Maxwell McCombs
From Wikipedia, the free encyclopedia
Stanford University
Maxwell McCombs | |
|---|---|
| Born | December 3, 1938 Birmingham, Alabama, U.S. |
| Died | September 8, 2024 (aged 85) Austin, Texas, U.S. |
| Education | Tulane University Stanford University |
| Known for | Agenda setting theory |
| Awards | (with Donald Lewis Shaw) Helen Dinerman Award from the World Association for Public Opinion Research (2011) |
| Scientific career | |
| Fields | Communication studies Journalism Political communication |
| Institutions | University of North Carolina at Chapel Hill Syracuse University University of Texas at Austin |
| Thesis | Role of Television in the Acquisition of Language (1966) |
| Doctoral students | King Pu-tsung |
Maxwell E. McCombs (December 3, 1938 – September 8, 2024) was an American journalism scholar known for his work on political communication.

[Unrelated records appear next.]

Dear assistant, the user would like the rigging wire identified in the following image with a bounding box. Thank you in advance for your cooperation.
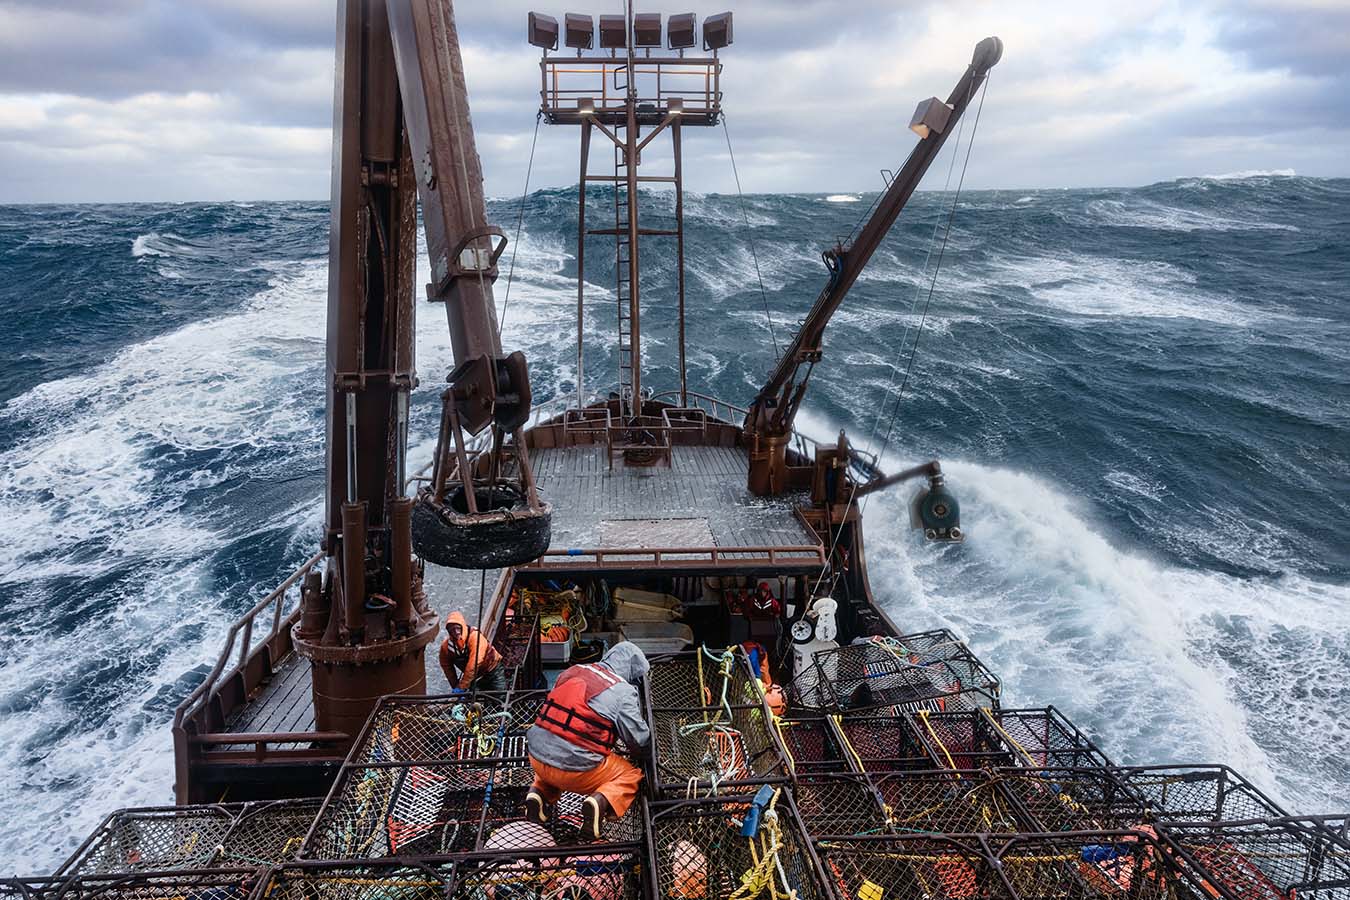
[721,115,780,359]
[499,112,544,332]
[808,74,991,598]
[863,74,989,517]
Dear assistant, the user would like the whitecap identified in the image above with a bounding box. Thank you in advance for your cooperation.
[825,194,861,203]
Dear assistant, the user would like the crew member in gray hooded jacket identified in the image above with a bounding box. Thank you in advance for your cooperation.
[525,641,650,839]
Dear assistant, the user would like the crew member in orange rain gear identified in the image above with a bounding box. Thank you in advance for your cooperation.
[524,642,650,840]
[439,611,507,693]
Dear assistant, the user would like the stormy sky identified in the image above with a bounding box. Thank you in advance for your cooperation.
[0,0,1347,203]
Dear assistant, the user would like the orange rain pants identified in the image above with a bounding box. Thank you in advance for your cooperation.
[529,753,644,818]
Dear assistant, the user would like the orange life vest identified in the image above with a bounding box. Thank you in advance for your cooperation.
[534,663,623,754]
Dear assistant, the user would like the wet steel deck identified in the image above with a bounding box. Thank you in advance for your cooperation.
[530,444,816,552]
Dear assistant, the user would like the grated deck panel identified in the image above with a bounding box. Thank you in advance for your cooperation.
[530,444,814,552]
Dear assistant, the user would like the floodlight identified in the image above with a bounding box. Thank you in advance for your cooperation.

He was the Jesse H. Jones Centennial Chair in Communication Emeritus at the University of Texas at Austin.[1] He is particularly known for developing the agenda setting theory of mass media with Donald Lewis Shaw.
In a 1972 paper, McCombs and Shaw described the results of a study they conducted testing the hypothesis that the news media have a large influence on the issues that the American public considers important. They conducted the study while they were both working at the University of North Carolina at Chapel Hill. The resulting paper, "The Agenda-Setting Function of Mass Media", has since been described as "a classic and perhaps the most cited article in the field of mass communication research in the past 35 years."[2]
McCombs has been described as, along with Shaw, "one of the two founding fathers of empirical research on the agenda-setting function of the press."[3]
McCombs was born to his father Max McCombs and his mother Gertrude McCombs[4] on December 3, 1938, in Birmingham, Alabama.[5] In terms of his socioeconomic background his father worked as a supervisor at an iron production plant and his mother was a registrar at a public school in Birmingham.[6] He grew up in a traditional middle class home. McCombs died at the age of 85 in Austin, Texas on September 4, 2024.[7]